UnicodeEncodeError: 'charmap' codec can't encode characters

SstrykerR picture SstrykerR · Nov 23, 2014 · Viewed 458.9k times · Source

I'm trying to scrape a website, but it gives me an error.

I'm using the following code:

import urllib.request
from bs4 import BeautifulSoup

get = urllib.request.urlopen("https://www.website.com/")
html = get.read()

soup = BeautifulSoup(html)

print(soup)

And I'm getting the following error:

File "C:\Python34\lib\encodings\cp1252.py", line 19, in encode
    return codecs.charmap_encode(input,self.errors,encoding_table)[0]
UnicodeEncodeError: 'charmap' codec can't encode characters in position 70924-70950: character maps to <undefined>

What can I do to fix this?

Answer

twasbrillig picture twasbrillig · Feb 27, 2017

I was getting the same UnicodeEncodeError when saving scraped web content to a file.
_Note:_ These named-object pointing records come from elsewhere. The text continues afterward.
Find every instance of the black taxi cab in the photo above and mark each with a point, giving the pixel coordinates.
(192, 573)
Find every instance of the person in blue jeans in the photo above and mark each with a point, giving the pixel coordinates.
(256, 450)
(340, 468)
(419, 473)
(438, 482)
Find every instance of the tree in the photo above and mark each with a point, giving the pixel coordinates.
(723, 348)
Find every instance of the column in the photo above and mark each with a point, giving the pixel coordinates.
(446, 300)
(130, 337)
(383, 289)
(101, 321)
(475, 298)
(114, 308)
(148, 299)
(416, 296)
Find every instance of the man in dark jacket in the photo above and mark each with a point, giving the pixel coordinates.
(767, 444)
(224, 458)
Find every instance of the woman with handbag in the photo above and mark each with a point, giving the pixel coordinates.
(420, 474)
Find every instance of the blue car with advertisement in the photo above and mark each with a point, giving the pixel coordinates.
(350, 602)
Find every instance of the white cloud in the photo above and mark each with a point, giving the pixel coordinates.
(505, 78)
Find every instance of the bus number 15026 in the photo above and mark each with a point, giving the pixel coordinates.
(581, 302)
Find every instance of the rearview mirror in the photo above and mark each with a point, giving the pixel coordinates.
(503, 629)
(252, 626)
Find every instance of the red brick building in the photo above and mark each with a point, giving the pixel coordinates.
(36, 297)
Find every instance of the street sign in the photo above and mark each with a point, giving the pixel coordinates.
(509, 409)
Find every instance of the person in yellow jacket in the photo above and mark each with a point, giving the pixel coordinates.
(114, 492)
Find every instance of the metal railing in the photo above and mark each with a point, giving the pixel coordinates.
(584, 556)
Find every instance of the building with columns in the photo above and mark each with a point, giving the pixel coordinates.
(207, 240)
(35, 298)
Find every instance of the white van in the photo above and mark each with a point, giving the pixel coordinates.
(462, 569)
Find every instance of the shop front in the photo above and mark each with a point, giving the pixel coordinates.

To fix it I replaced this code:

with open(fname, "w") as f:
    f.write(html)

with this:

import io
with io.open(fname, "w", encoding="utf-8") as f:
    f.write(html)

Using io gives you backward compatibility with Python 2.

If you only need to support Python 3 you can use the builtin open function instead:

with open(fname, "w", encoding="utf-8") as f:
    f.write(html)